Today I am in mourning, yet I'm not completely sure what I am mourning for. Loss, certainly. But a loss that is hard to define.
Most of you know that my Mom, Stacie, is not my biological mother. Stacie is the mother of my heart and soul, but another woman gave birth to me. And for the first years of my life, that woman, Judi, was my mother. When I was a child, she left me in the care of my father and my Mom and except for a few and far between appearances, she pretty much abandoned me.
Today as I was Googling around, I stumbled upon an obituary for the woman who bore me. And it has left me dazed and bewildered at the circumstances that brought me to the point where I would only learn of her death months after the fact, and in such a harsh, untempered way.
Now many of you are thinking that I still have my mother, the woman who raised me, who made my homecoming dress, the woman I would sacrifice most anything for, and you would be right. I am fortunate to have her, and our relationship is so wonderful that we formalized it less than ten years ago with a legal adoption. But unlike many adoptees, I not only knew my biological mother, but spent the early 'formative' years of my life with her. Judi was the one in those first years of life who diapered me, fed me, rocked me to sleep, took me to school, taught me to walk, etc. So her loss hits me on more than just the level of unknown egg donor.
Part of this grief I feel is at all the unresolved questions I had for her. Why did she leave me? What did that little girl do to make her care so little for her only daughter, for her first born child? Why? Why? WHY?
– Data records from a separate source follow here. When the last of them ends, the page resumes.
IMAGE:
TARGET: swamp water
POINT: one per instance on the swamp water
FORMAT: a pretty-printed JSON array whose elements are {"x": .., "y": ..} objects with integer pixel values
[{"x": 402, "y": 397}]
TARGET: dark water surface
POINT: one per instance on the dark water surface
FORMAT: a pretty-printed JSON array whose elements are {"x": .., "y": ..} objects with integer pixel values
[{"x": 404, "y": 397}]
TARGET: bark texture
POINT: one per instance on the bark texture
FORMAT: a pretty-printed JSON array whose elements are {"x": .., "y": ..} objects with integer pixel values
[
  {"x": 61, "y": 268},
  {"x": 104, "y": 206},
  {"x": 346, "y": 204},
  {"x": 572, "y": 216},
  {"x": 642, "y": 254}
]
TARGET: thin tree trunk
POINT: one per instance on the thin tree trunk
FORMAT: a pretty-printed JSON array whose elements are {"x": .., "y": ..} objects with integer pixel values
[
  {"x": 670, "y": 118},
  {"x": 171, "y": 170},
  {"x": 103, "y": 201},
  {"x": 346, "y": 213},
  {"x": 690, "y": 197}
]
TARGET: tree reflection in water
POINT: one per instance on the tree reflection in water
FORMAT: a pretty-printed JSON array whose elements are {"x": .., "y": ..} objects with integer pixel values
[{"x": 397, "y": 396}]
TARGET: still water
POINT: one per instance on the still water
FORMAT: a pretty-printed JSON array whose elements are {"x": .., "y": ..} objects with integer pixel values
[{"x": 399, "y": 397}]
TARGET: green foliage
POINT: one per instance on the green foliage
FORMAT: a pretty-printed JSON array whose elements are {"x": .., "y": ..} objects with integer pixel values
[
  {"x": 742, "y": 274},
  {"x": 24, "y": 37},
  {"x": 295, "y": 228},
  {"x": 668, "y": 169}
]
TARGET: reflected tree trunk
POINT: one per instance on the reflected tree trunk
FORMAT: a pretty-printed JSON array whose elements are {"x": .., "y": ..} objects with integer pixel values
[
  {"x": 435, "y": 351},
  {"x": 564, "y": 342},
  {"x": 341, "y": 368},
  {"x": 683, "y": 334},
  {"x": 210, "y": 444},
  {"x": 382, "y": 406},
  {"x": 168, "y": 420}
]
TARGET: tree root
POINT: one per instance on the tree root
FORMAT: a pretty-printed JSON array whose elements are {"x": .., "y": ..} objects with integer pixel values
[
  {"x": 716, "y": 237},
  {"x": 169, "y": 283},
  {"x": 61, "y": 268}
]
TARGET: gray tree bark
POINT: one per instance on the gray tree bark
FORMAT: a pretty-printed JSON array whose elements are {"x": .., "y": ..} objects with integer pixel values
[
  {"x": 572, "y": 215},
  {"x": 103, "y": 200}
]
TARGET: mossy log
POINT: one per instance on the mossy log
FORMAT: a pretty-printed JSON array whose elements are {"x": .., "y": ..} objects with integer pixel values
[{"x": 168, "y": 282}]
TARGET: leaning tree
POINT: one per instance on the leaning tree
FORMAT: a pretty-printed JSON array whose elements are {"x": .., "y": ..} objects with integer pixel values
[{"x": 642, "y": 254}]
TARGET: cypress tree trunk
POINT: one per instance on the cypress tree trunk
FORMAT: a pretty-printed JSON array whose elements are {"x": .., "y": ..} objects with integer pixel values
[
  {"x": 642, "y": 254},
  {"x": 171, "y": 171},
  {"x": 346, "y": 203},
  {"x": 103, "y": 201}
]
That question "Why?" echoes in my head so loudly that I can hardly hear any other thought. Did she ever care about me? Did she ever regret it? Did she ever wonder about what kind of woman I had become? On my birthday every year, did she ever think about me? (Her birthday, September 21st, was just one day before mine, so I thought of her on mine.)
There are a million other questions I have too, but they will also be unanswered. I would like to find her husband and ask him how she died, so that I might at least know if there are health concerns I need to be aware of. She was only 65 when she passed away, which seems too young. And now I am orphaned of biological parents. Yet I am so grateful that I am not alone.
So I mourn for the woman I knew so briefly. But I also mourn for that little girl, who's mother would rock her and sing to her "You are My Sunshine", then left her and the little girl never knew why. And now she never will.